RNA extraction and sequencing
Total RNA was isolated using Trizol (for the “Mixed” and “Leaves” libraries, see Table 1) or the Plant RNeasy kit (Invitrogen; for the “Stem & primordia” library, see Table 1) and treated with DNase. In case of the “Mixed” libraries, mRNA was purified and duplex-specific-nuclease-normalized cDNA samples were prepared and sequenced by Eurofins MWG Operon (Ebersberg, Germany) on the Roche GS-FLX platform. In case of the “Leaves” library, mRNA was purified and duplex-specific-nuclease-normalized cDNA samples were prepared and sequenced by Fasteris SA (Geneva, Switzerland). For the “Stem & primordia” library, mRNA was purified and cDNA samples were prepared and sequenced by Fasteris SA without prior normalisation.

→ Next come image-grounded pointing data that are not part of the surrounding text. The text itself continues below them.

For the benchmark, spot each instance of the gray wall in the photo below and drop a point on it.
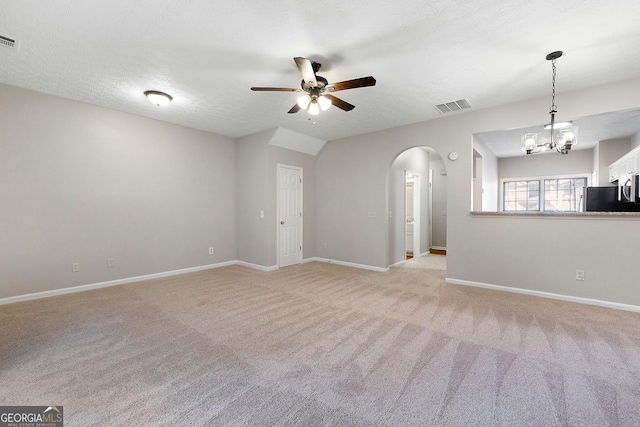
(635, 141)
(481, 249)
(439, 219)
(490, 181)
(80, 183)
(608, 152)
(252, 176)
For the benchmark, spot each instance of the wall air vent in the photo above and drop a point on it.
(448, 107)
(7, 42)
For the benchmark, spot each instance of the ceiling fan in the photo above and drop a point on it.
(317, 88)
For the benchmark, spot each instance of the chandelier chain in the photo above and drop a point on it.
(553, 87)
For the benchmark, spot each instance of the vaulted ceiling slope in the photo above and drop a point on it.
(208, 54)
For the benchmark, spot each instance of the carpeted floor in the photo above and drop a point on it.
(320, 345)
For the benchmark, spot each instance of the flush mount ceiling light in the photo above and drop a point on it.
(563, 135)
(158, 98)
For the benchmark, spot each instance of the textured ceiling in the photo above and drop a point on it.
(208, 54)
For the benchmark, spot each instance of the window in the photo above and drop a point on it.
(551, 194)
(522, 195)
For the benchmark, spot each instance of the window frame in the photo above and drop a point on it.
(541, 179)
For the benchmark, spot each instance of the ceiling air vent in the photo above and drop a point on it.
(7, 42)
(448, 107)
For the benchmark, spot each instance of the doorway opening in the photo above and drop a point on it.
(417, 204)
(412, 215)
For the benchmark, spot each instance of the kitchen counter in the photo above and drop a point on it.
(557, 215)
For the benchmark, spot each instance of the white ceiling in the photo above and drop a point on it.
(207, 54)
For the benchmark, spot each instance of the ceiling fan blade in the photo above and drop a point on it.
(294, 109)
(275, 89)
(343, 105)
(355, 83)
(306, 69)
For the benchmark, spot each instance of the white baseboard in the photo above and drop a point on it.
(399, 263)
(257, 266)
(81, 288)
(348, 264)
(580, 300)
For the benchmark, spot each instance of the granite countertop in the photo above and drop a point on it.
(577, 215)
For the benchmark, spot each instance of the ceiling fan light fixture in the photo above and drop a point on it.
(158, 98)
(314, 109)
(304, 101)
(324, 102)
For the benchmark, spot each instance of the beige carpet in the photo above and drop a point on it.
(320, 345)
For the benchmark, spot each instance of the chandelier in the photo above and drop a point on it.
(562, 135)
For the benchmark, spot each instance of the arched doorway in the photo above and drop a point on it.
(417, 191)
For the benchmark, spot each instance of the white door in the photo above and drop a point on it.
(289, 215)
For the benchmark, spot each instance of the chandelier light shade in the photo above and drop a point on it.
(158, 98)
(563, 136)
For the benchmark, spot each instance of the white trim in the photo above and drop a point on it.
(348, 264)
(579, 300)
(399, 263)
(81, 288)
(257, 266)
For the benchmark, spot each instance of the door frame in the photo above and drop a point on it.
(416, 214)
(300, 233)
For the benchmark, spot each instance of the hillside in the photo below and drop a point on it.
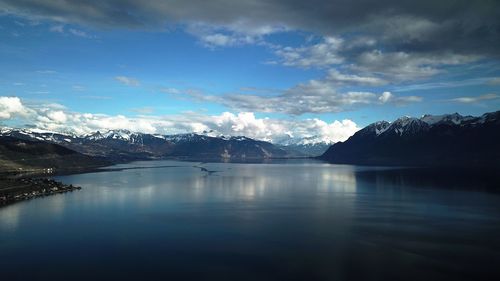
(446, 140)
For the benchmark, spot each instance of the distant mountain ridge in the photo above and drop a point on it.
(21, 155)
(123, 145)
(450, 139)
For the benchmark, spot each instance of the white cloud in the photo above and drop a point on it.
(129, 81)
(170, 90)
(476, 99)
(236, 34)
(321, 54)
(79, 33)
(350, 79)
(403, 66)
(11, 107)
(314, 96)
(388, 97)
(57, 28)
(55, 117)
(495, 81)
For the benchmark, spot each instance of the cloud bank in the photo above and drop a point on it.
(54, 117)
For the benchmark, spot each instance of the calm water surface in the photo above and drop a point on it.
(168, 220)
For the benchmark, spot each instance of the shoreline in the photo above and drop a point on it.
(19, 189)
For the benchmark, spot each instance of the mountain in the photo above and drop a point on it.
(303, 147)
(18, 155)
(444, 140)
(123, 145)
(305, 150)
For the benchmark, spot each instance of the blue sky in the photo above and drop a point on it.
(290, 72)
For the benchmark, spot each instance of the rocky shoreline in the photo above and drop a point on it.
(18, 189)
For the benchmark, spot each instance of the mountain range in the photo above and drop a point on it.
(443, 140)
(123, 145)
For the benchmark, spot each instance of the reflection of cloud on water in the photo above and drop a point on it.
(9, 217)
(337, 180)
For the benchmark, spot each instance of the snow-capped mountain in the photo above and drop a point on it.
(123, 145)
(450, 139)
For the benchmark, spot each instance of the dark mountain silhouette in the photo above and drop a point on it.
(446, 140)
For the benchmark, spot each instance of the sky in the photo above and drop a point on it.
(271, 70)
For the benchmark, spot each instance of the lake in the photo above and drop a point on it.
(290, 220)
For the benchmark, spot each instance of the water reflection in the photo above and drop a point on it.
(284, 221)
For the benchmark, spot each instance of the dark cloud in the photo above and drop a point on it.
(460, 26)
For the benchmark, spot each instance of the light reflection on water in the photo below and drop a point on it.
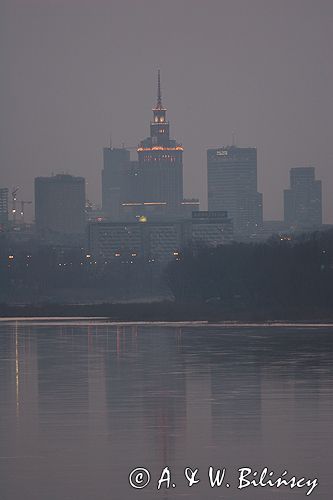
(81, 405)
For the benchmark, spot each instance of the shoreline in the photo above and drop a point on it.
(166, 312)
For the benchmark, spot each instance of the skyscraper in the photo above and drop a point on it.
(303, 201)
(160, 162)
(60, 204)
(232, 186)
(3, 205)
(152, 185)
(115, 182)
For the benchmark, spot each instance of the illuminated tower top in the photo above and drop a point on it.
(159, 127)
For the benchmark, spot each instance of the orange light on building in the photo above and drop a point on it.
(161, 148)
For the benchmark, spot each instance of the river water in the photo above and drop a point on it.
(83, 403)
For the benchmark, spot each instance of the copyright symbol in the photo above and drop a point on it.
(139, 478)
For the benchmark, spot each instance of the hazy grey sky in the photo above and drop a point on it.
(76, 71)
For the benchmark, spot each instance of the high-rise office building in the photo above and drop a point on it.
(60, 204)
(303, 201)
(161, 162)
(152, 185)
(116, 180)
(232, 186)
(3, 206)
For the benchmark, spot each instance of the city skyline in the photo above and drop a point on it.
(92, 82)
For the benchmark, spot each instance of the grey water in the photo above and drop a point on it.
(82, 404)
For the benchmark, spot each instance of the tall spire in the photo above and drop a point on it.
(159, 93)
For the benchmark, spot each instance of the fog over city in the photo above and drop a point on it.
(75, 73)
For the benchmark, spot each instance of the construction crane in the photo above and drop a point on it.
(14, 199)
(23, 203)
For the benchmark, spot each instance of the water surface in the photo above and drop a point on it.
(82, 404)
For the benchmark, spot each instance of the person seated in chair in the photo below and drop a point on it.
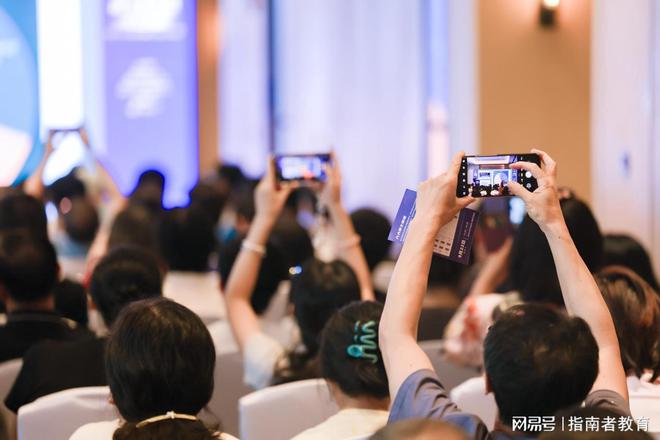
(28, 274)
(125, 275)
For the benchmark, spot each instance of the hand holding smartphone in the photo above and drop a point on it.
(302, 167)
(489, 176)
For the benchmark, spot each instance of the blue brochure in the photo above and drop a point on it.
(455, 239)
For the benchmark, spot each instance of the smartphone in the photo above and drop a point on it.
(302, 167)
(489, 176)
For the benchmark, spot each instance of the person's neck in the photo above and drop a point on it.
(46, 304)
(347, 402)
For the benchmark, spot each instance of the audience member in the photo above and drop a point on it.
(71, 301)
(537, 360)
(125, 275)
(419, 429)
(160, 362)
(186, 239)
(635, 309)
(149, 191)
(316, 292)
(351, 363)
(23, 211)
(532, 278)
(623, 250)
(28, 274)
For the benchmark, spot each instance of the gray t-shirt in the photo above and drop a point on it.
(422, 396)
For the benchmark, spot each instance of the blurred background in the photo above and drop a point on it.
(394, 86)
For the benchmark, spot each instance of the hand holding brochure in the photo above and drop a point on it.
(454, 241)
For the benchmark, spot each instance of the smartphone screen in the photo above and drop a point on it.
(302, 167)
(489, 176)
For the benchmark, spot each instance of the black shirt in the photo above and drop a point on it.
(25, 328)
(53, 366)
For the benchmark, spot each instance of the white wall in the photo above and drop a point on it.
(623, 121)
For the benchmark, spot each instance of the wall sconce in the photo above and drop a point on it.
(548, 12)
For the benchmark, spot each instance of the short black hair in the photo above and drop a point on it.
(356, 377)
(71, 301)
(623, 250)
(373, 228)
(23, 211)
(531, 266)
(320, 289)
(125, 274)
(186, 238)
(28, 265)
(208, 198)
(136, 226)
(289, 245)
(159, 357)
(81, 222)
(538, 360)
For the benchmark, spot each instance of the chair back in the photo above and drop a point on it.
(8, 372)
(228, 388)
(450, 375)
(58, 415)
(280, 412)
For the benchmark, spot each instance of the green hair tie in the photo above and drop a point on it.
(364, 339)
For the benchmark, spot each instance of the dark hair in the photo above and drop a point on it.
(635, 309)
(71, 301)
(288, 245)
(318, 291)
(23, 211)
(69, 186)
(419, 428)
(28, 265)
(148, 191)
(538, 360)
(445, 273)
(159, 358)
(81, 222)
(623, 250)
(124, 275)
(374, 228)
(531, 266)
(135, 226)
(209, 199)
(584, 413)
(186, 238)
(356, 377)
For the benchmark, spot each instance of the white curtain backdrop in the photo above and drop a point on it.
(350, 75)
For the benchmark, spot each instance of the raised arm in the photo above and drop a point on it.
(436, 205)
(34, 185)
(346, 239)
(580, 292)
(269, 200)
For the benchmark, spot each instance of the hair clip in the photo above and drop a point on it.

De novotranscriptome assembly
Raw read filtering based on quality values and length was performed with the ‘Trim sequences’ algorithm in CLC Genomics Workbench v4.7.1 (CLCBio, Aarhus, Denmark). Default settings were used and low quality sequences (limit=0.05) and sequences no longer than 50 nts were removed. Although the assembler algorithm discarded low coverage k-mers, the raw reads were error corrected in order to speed up the assembly process. Therefore all sequence data except the Roche GS-FLX data was base-error-corrected with decGPU version 1.06 [35]. DecGPU was run with default settings. The decGPU algorithm output consisted of error free reads, fixed reads and discarded reads. For the assembly both error free and fixed reads were used. The decGPU process discarded 66M sequences (11% of total Illumina input sequences). All samples where pooled, both Roche GS-FLX and Illumina sets, and assembled using the de novo transcriptome assembler Trinity version 2011-10-29 (http://trinityrnaseq.sourceforge.net/) [14]. The Trinity assembly was run with a default fixed k-mer length of 25, minimal contig length of 500 bp, minimal k-mer coverage of 2 and a butterfly heap space size of 50GB.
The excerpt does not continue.